Citons les romans-mémoires la Vie de Marianne (1741) le Paysan parvenu (1735) de Marivaux, Manon
Lescaut (1731) de l’abbé Prévost (1697-1763), le Paysan perverti (1775) et son deuxième volet la Paysanne
pervertie (1784), roman épistolaire de Restif de la Bretonne (1734-1806). On peut aussi déterminer un sous-
genre né de l’influence espagnole : le roman picaresque avec sa truculence satirique, sa variété des milieux
sociaux et l’apprentissage de la vie et qu’illustre l’Histoire de Gil Blas de Santillane (1715-1735) de Lesage (1668-
1747). Le roman d’imagination est, pour sa part, représenté par des romans d’anticipation comme l’An
2440 de Mercier (1771), des romans fantastiques comme le Diable amoureux de Jacques Cazotte (1772), ou
encore par le sous-genre de l'utopie (La Découverte australe par un homme volant, ou Le Dédale français,
nouvelle très philosophique, suivie de la Lettre d'un singe, de Restif de la Bretonne, Paris, 1781, ainsi que L'Isle
des Philosophes, de l'Abbé Balthazard, Chartres, 1790).

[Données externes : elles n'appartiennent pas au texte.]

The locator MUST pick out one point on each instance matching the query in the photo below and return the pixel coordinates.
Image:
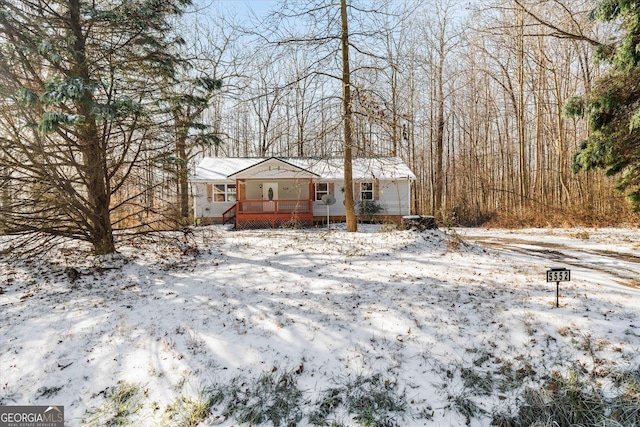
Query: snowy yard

• Les romans libertins associent grivoiserie, érotisme, manipulation et jeu social avec Crébillon fils (le
Sopha, 1745), Diderot (les Bijoux indiscrets, 1748 ; la Religieuse, 1760-1796) ; Laclos (les Liaisons
dangereuses, 1782) et finalement Sade (Justine ou les Malheurs de la vertu, 1797).
• Les romans du sentiment s’imposent dans la deuxième moitié du siècle avec la Nouvelle Héloïse (1761), le
roman par lettres de Jean-Jacques Rousseau (sur le modèle anglais du Pamela de Richardson) qui sera le plus
gros tirage du siècle en séduisant par sa peinture préromantique du sentiment amoureux et de la nature, ou Paul
et Virginie (1787) de Bernardin de Saint-Pierre (1737-1814).
• Les romans « éclatés » comme Jacques le fataliste et son maître (1773-1778) ou le Neveu de Rameau (1762-
1777) de Diderot sont des œuvres assez inclassables mais porteuses de modernité.
La critique d’art est inventée par Diderot dans ses Salons où il explore la part de la sensibilité dans l’émotion
artistique comme à propos de la poésie des ruines peintes par Hubert Robert.
• Buffon offre quant à lui une réussite littéraire intéressante avec ses écrits de vulgarisation scientifique dans son
imposante Histoire naturelle, publiée avec grand succès de 1749 à 1789.
• Le discours politique et sa rhétorique peut être lui aussi d’une certaine façon considéré comme un genre
littéraire avec les orateurs de talent comme Mirabeau, Saint-Just, Danton ou Robespierre qui ont marqué
la période révolutionnaire. On peut aussi y associer l'« Épître dédicatoire aux nègres esclaves » qui introduit
les Réflexions sur l'esclavage des nègres (1781) de Nicolas de Condorcet, qui, par des procédés rhétoriques
comme la double énonciation (louer les esclaves/faire le procès des esclavagistes) s'y apparente.